Document the number of included studies and their quality distribution in your PRISMA flow diagram. Create yours using our free PRISMA 2020 compliant diagram tool.

The GRADE Framework

GRADE (Grading of Recommendations, Assessment, Development, and Evaluations) goes beyond individual study quality to rate the certainty of evidence across an entire body of evidence for each outcome. GRADE considers five domains:

Risk of bias: Limitations in study design and execution
Inconsistency: Unexplained variability in results
Indirectness: How directly the evidence applies to the review question
Imprecision: Wide confidence intervals or small sample sizes
Publication bias: Systematic underreporting of unfavorable results

Evidence starts at "high" certainty for RCTs and "low" for observational studies, then is downgraded for serious limitations in any domain. Large effect sizes, dose-response gradients, and absence of plausible confounding can upgrade observational evidence.

GRADE certainty levels:

High: Very confident that the true effect lies close to the estimate
Moderate: Moderately confident; the true effect is likely close but may be substantially different
Low: Limited confidence; the true effect may be substantially different
Very low: Very little confidence; the true effect is likely substantially different

Frequently Asked Questions

Which quality assessment tool is best?

There is no single best tool; the correct tool depends on the study designs included in your review. Cochrane RoB 2 is the gold standard for RCTs, ROBINS-I for non-randomized intervention studies, and QUADAS-2 for diagnostic accuracy studies. JBI checklists provide the broadest coverage across study designs.

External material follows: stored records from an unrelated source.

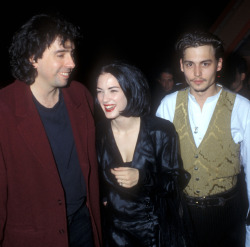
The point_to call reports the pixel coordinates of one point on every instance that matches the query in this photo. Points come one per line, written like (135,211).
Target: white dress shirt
(199,121)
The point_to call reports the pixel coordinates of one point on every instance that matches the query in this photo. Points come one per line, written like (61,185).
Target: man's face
(56,65)
(200,66)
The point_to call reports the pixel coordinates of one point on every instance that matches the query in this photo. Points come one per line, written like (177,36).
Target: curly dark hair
(199,38)
(33,38)
(134,85)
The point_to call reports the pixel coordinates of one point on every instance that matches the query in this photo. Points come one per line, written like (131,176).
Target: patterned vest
(215,164)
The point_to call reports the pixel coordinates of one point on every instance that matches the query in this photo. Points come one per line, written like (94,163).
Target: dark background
(142,33)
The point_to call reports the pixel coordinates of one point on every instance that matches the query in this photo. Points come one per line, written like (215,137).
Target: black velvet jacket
(153,207)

Do I need to assess quality in a scoping review?

Quality assessment is optional in scoping reviews, unlike systematic reviews where it is mandatory. If your scoping review includes quality assessment, document the methods and results. If not, acknowledge this as a limitation. For more on scoping reviews, see our guide on PRISMA-ScR for scoping reviews.

Can I create my own quality assessment tool?

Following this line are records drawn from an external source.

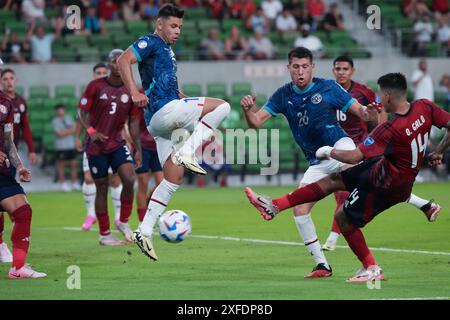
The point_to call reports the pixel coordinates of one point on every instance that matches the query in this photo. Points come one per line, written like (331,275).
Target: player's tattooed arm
(133,126)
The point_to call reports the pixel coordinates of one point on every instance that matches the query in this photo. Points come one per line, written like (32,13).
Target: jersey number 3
(417,145)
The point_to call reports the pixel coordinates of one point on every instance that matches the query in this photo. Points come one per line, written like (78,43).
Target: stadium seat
(64,91)
(39,92)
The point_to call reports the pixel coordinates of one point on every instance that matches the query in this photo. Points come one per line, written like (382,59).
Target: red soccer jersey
(147,141)
(6,117)
(402,141)
(109,109)
(21,123)
(354,126)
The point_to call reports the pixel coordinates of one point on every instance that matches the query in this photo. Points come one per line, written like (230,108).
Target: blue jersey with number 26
(311,113)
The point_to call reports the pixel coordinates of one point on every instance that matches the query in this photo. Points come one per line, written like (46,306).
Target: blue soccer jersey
(157,68)
(311,113)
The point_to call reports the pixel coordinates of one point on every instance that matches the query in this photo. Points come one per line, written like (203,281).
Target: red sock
(2,226)
(126,206)
(141,213)
(357,243)
(340,197)
(20,236)
(103,223)
(310,193)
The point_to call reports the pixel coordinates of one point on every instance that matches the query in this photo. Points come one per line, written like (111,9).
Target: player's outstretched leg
(214,112)
(5,254)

Creating custom tools is generally discouraged because they lack validation and may not comprehensively cover relevant bias domains. Use established, validated tools wherever possible. If no validated tool exists for your specific study design, adapt the closest available tool and document all modifications.

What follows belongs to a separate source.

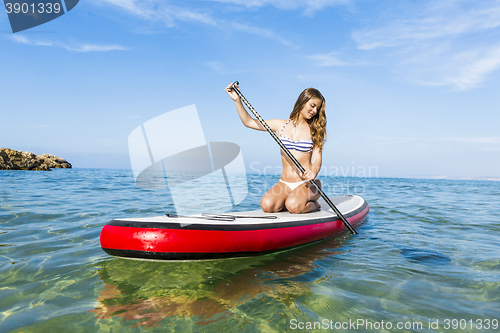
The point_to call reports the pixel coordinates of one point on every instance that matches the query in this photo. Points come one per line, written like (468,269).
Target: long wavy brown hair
(317,124)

How do I handle studies with mixed methods?

For mixed-methods studies, assess each component using the appropriate tool: quantitative components with quantitative tools and qualitative components with qualitative tools. JBI provides a separate checklist for mixed-methods studies.

Should I exclude studies based on quality assessment?

Quality assessment results should inform synthesis but generally should not be used to exclude studies that met your eligibility criteria. Instead, use sensitivity analysis to examine whether results change when restricted to high-quality studies. Excluding studies based on quality can introduce selection bias and is controversial in systematic review methodology.